Teslin River Resources Corp. has completed an RC drill on the Mustang property located 20 miles southeast of Gabbs, Nye county, Nevada. Assay results from the drilling are expected to be announced within the next few weeks. The property is eight miles southeast of and possesses a similar geological terrain as the Paradise Peak mine, which produced 1.5 million ounces of gold and 40 million ounces of silver between 1985 to 2001. The Mustang property comprises 66 claims that are 100 per cent owned by Teslin.
"We are excited to be moving forward with our work in Nevada and looking forward to updating our shareholders with the results," stated John Burgess, president and chief executive officer of Teslin. "With the support of Resinco Capital Partners, our largest shareholder, we were able to keep the momentum going while the recent corporate changes were completed. Now we will be hitting the ground running and look forward to advancing the project after evaluation of the drilling results."

Eight drill holes were completed, each to a depth of 200 to 250 metres, for a total program of 1,800 metres. Four holes were centred around an anomalous 2005 drill hole. The 2005 hole included intersections being seven metres grading 0.14 gram per tonne gold and 21 metres grading 0.12 g/t gold and 20 g/t silver. Two of the holes were located in the northern portion of the property in the vicinity of small surface outcrops. Samples from the outcrops included assays up to 11.9 g/t gold and 74.1 g/t silver. The final two holes of the eight-hole program were drilled in the southern portion of the property in the area of a highly anomalous surface outcrop.




Nice to see the management of Teslin being aggressive in regards to the Queensgate acquisition. Too bad the share price does not reflect the same aggressiveness. As I write this the stock is down $0.02/share on thin volume, trading at a paltry $0.07/share.

Cap-Ex Resources CEV.V

The last time I wrote about Cap-Ex in my mid year review I seemed to have ruffled a few feathers as I was called amateur and that my blog was a piece of shit and that I was an idiot. I had indicated that the $0.35/share and the $0.45/share private placement was going to push the stock down into the $0.40/share range. I also said that the upside was going to be capped at $0.75/share due to the warrants. Never underestimate the power of cheap stock to push prices down.

I even posted a chart of what I thought might happen.






And here is what really happened.


I guess I was right. 

It appears that Cap-Ex management has come to odds with the local Innu community, this can drag out the development of their properties until all parties are satisfied. Judging by this new release both side are not seeing eye to eye.

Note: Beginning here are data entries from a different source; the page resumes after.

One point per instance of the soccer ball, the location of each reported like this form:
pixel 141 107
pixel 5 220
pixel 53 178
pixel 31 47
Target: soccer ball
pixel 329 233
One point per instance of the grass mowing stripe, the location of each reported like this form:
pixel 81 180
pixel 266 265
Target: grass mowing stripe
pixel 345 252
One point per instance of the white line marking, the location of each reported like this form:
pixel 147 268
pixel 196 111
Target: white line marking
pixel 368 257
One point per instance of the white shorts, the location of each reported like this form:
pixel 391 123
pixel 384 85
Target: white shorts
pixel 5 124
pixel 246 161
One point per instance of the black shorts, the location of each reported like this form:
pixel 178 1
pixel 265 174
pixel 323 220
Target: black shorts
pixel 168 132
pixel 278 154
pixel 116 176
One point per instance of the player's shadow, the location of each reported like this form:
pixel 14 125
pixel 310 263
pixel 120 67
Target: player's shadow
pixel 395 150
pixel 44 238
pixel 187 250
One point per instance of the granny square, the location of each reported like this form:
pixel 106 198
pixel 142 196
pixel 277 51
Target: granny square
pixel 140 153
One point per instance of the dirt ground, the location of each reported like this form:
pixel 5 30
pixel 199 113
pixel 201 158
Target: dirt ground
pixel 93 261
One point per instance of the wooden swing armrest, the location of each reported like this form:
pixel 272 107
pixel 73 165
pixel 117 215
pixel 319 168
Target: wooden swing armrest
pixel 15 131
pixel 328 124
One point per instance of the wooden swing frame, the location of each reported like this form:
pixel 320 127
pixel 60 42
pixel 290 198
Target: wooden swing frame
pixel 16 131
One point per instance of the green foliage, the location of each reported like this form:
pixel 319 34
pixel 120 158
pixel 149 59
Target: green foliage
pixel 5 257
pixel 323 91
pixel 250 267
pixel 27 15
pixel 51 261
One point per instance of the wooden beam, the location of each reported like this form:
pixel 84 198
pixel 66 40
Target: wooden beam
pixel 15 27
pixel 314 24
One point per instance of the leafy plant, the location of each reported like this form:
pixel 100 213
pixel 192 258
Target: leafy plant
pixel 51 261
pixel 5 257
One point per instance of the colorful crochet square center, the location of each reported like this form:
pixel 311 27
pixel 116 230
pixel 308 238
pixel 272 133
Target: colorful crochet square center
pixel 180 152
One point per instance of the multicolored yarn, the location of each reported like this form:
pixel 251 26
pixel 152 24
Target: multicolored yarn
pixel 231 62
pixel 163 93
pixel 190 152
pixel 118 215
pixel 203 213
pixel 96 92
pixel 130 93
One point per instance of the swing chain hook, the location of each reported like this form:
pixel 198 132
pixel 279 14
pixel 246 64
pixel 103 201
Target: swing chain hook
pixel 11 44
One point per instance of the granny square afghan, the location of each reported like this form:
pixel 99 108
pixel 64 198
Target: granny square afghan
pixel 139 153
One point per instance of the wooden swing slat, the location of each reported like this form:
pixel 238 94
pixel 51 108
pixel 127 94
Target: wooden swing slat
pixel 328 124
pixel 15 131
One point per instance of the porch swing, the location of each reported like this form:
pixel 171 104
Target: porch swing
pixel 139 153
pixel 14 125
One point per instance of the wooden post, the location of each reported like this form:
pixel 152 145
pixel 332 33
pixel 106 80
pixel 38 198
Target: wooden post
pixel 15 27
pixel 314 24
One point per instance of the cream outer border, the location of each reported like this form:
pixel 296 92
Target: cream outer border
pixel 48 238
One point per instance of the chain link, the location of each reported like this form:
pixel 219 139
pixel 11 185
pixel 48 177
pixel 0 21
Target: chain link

The Innu of Uashat mak Mani-Utenam (ITUM) are outraged by the arrogance of Vancouver-based Cap-Ex Ventures Ltd. which hopes to develop a potentially large iron ore deposit on the border between Quebec and Labrador, an area in which ITUM holds traplines recognized by governments. In order to have its voice heard, ITUM will visit the exploration site in August and demand that Cap-Ex Ventures' management immediately cease these reprehensible activities on the territory and honour its word.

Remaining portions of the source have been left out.